В принципе, я уже и сам понял, что он хочет, после его последних слов.
— Найти бы их, обоих найти. Антонину в доме запру да замуж выдам, а Илюшку — под суд княжеский, неча девиц соблазнять.
— Помилуй Бог, Гаврила! Где же их искать, Русь большая.
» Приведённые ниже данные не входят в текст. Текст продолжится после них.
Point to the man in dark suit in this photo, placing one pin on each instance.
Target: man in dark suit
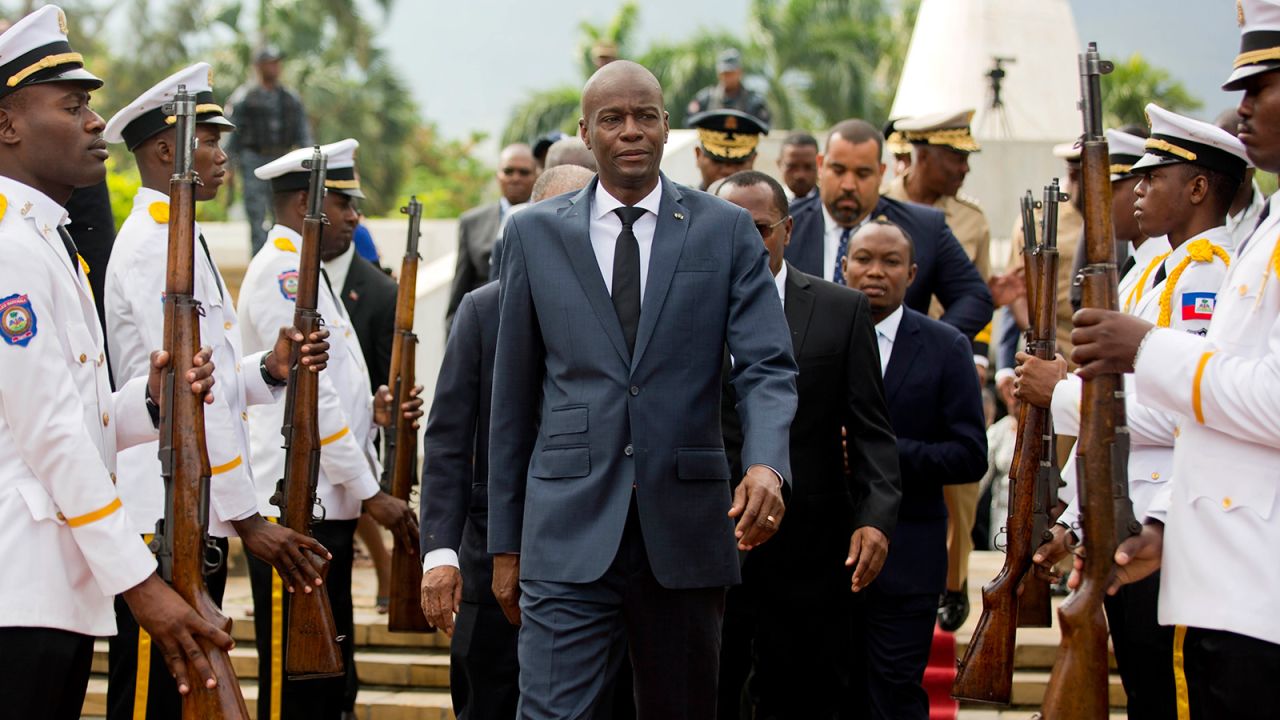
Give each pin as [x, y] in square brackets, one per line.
[850, 173]
[479, 227]
[936, 408]
[608, 483]
[839, 520]
[455, 511]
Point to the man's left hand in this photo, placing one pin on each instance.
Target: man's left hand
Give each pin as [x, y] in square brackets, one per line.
[868, 547]
[1106, 341]
[758, 504]
[200, 376]
[411, 410]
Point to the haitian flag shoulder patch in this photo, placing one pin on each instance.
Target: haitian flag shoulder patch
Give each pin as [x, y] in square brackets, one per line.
[17, 320]
[1198, 305]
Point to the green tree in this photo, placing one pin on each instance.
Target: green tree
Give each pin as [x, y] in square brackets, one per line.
[1133, 83]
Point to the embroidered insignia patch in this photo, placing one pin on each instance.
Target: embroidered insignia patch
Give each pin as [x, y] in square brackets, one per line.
[17, 320]
[288, 281]
[1198, 305]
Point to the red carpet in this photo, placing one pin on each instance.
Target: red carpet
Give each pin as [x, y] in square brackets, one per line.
[940, 674]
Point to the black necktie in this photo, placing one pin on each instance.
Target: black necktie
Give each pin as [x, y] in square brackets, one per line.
[71, 246]
[626, 276]
[218, 278]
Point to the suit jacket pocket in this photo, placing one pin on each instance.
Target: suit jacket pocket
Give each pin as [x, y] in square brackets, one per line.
[702, 464]
[562, 463]
[567, 420]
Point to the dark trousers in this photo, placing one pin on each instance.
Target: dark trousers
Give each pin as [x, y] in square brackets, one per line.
[1229, 675]
[892, 637]
[156, 688]
[323, 698]
[44, 673]
[1143, 648]
[574, 637]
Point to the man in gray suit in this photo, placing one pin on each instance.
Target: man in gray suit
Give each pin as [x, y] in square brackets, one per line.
[608, 488]
[479, 227]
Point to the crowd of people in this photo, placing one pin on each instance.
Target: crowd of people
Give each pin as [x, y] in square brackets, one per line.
[693, 452]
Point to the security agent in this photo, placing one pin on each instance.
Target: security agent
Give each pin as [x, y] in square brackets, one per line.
[726, 142]
[347, 414]
[68, 548]
[135, 277]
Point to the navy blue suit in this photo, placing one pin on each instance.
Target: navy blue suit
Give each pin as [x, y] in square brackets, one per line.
[608, 473]
[936, 409]
[944, 269]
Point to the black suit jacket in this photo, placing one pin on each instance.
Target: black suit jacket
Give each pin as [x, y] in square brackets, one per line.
[369, 295]
[936, 408]
[455, 510]
[944, 268]
[478, 231]
[833, 340]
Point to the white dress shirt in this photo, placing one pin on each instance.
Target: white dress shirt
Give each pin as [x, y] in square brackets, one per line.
[606, 227]
[886, 332]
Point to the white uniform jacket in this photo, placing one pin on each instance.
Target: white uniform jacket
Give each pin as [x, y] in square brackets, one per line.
[67, 547]
[1189, 295]
[1223, 525]
[135, 327]
[348, 463]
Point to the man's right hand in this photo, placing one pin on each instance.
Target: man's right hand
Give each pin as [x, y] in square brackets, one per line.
[442, 595]
[506, 584]
[1048, 555]
[176, 628]
[1037, 378]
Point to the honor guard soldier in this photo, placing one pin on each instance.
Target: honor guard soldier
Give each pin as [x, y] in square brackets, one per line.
[1215, 529]
[348, 459]
[942, 144]
[728, 94]
[68, 547]
[726, 142]
[1189, 174]
[135, 323]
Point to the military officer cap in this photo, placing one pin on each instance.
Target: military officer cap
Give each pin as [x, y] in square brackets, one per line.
[35, 50]
[288, 173]
[1260, 41]
[946, 130]
[1176, 139]
[728, 135]
[145, 117]
[1124, 149]
[894, 140]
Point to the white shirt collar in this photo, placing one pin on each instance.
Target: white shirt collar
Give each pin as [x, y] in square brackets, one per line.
[888, 326]
[604, 203]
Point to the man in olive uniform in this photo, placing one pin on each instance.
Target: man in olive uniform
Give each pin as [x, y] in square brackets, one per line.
[941, 144]
[726, 144]
[728, 92]
[269, 122]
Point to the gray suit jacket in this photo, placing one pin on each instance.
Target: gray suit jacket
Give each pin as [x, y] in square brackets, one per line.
[478, 229]
[577, 422]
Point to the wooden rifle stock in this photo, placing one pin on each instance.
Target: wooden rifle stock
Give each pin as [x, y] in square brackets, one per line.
[986, 673]
[312, 643]
[1034, 604]
[181, 541]
[1078, 687]
[405, 613]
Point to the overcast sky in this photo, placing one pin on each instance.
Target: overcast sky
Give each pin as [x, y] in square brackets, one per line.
[469, 63]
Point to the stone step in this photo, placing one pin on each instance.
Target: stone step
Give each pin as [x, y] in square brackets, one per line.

— Потому к тебе и пришел, что удачлив ты да умом не обижен.
— А если любовь у них?
— Да пусть любит кого желает. Жениться на ней он не хочет — не боярского-де звания девица. А в блуде — нельзя. Семья быть должна, детишки от законного супруга. Для кого я приданое собирал? Позор-то какой на мою голову! Теперь и мужа достойного не сыскать, порченая девка. А уж как мы ее холили да лелеяли, ни в чем отказа не знала. Старший сын весь в меня, серьезный. А любимица вон чего вытворила! Ну, вернется — я ей покажу, как фамилию чернить, ровно подлого сословия, а не купеческого. Ну так что, возьмешься ли?